While the 4G rollout has driven localized spikes in data consumption, BSNL faces intense competition. Its ₹101 ARPU remains drastically below private sector giants like Bharti Airtel (₹257) and Reliance Jio (₹214), leaving BSNL with significantly less free cash flow to fund future network expansions. To stay competitive, the company is actively exploring infrastructure-sharing agreements with Vodafone Idea to reduce equipment duplication and protect its remaining 7.34% wireless market share. The pressure comes as rivals double down on capital markets—see our coverage of how Jio plans to repay $3 billion in debt using IPO funds.
Frequently Asked Questions
How many BSNL subscribers are there in India?
Per TRAI data, BSNL’s gross wireless subscriber base grew marginally to 92.9 million in March 2026, up from 91 million a year earlier. However, only about 56.36% of those connections were active on the Visitor Location Register (VLR), meaning nearly half the SIMs are dormant or used as backup numbers.
Why did BSNL’s active user ratio fall to 56.3%?
The active user ratio measures how many of BSNL’s total SIMs are actually live on the network.

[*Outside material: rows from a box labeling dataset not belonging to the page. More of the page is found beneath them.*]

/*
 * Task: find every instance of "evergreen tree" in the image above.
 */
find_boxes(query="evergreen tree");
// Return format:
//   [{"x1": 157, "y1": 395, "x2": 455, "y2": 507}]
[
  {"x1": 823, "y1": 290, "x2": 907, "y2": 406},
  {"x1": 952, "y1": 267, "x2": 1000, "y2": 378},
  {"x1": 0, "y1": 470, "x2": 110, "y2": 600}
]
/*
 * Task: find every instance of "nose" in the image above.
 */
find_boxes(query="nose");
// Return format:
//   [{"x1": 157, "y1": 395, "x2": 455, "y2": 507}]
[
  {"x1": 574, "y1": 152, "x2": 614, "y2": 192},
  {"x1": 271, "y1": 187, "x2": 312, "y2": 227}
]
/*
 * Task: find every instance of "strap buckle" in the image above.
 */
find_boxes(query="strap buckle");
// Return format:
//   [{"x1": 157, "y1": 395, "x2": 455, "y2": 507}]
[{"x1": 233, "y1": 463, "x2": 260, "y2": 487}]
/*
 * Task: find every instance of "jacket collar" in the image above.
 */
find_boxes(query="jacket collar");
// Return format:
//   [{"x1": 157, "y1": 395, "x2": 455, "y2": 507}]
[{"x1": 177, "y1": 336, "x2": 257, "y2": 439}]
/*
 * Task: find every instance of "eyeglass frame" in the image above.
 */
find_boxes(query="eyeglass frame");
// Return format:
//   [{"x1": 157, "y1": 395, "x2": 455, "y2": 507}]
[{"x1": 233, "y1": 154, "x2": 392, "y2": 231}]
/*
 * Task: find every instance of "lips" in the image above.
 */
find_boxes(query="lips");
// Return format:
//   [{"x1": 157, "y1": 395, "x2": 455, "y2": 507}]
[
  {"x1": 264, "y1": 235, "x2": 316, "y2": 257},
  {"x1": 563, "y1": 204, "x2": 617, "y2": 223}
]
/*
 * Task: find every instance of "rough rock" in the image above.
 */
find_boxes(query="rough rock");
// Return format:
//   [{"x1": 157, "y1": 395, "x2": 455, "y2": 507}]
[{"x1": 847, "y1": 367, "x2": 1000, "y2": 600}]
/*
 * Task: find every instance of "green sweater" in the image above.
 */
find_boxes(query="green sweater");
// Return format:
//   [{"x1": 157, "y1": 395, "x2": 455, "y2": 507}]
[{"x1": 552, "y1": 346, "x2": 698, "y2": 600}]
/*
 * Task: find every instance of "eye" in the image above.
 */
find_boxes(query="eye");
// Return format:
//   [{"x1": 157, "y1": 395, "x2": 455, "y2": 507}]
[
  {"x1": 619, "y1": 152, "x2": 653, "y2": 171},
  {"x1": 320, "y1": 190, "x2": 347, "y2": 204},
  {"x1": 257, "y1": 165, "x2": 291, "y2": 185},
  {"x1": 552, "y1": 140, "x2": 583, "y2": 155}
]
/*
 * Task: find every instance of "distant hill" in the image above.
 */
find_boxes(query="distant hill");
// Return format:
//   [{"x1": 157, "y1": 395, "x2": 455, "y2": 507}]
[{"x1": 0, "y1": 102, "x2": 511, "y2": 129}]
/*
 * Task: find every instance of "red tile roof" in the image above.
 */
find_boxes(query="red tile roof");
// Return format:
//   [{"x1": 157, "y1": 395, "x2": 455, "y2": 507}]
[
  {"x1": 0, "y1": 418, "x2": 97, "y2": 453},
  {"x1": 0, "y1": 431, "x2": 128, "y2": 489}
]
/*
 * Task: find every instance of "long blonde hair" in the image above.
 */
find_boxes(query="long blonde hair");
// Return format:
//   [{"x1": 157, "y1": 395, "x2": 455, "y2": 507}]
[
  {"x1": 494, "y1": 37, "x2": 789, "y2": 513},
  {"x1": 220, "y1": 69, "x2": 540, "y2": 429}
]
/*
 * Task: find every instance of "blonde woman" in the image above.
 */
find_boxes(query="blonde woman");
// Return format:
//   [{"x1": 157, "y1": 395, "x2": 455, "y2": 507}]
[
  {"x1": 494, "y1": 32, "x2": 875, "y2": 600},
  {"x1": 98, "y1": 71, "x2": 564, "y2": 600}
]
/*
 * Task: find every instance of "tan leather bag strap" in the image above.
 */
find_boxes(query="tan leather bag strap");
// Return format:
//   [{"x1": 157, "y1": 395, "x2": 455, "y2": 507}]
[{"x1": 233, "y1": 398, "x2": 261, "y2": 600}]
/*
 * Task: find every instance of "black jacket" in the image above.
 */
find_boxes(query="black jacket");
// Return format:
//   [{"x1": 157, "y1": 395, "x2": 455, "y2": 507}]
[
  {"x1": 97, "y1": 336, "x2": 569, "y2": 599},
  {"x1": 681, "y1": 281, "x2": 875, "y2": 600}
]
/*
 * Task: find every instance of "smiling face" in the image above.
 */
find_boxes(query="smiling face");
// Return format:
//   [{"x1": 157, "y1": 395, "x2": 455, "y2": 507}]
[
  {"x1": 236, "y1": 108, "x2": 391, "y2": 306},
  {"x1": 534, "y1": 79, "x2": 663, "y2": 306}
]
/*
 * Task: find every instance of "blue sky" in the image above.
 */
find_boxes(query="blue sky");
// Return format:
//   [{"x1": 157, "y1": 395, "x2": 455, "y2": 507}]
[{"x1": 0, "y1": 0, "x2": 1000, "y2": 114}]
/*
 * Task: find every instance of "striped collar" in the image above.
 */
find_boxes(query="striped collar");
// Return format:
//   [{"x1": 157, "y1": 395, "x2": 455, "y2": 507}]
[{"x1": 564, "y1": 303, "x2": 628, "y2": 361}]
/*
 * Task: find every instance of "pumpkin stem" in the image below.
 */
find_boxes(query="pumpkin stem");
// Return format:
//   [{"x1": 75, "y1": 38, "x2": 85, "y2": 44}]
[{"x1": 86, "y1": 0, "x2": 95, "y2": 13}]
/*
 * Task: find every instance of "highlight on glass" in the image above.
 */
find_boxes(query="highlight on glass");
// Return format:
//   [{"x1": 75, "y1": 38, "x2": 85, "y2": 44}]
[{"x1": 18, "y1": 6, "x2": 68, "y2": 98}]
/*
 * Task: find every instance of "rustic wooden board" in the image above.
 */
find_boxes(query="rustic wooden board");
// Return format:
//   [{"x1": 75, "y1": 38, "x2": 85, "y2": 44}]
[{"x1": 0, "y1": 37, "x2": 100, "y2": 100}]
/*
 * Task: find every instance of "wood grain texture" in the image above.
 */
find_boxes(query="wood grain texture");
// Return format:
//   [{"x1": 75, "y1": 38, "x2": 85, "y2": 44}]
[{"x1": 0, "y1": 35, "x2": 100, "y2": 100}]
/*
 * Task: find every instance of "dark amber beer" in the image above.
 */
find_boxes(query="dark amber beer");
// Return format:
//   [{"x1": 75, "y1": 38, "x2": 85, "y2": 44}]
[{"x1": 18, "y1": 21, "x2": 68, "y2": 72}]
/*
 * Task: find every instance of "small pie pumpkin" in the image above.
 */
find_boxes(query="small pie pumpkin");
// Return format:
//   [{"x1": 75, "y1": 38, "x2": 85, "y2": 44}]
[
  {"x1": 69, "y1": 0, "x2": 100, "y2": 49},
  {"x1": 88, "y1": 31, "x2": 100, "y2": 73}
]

While the total base edged up, a large share of those SIMs sit unused, dragging the active ratio down from 63.37% in March 2025 to 56.36% in March 2026 as users keep BSNL only as a secondary connection.
Why did BSNL’s ARPU rise if subscribers are leaving?
BSNL’s ARPU rose 42% from ₹71 to ₹101, but analysts call this a shrinking-denominator effect. Because the active user base fell sharply while loyal, higher-spending users stayed, the average per-user figure rose even though full-year operational revenue grew only 1.7%, indicating no true 42% jump in real spending.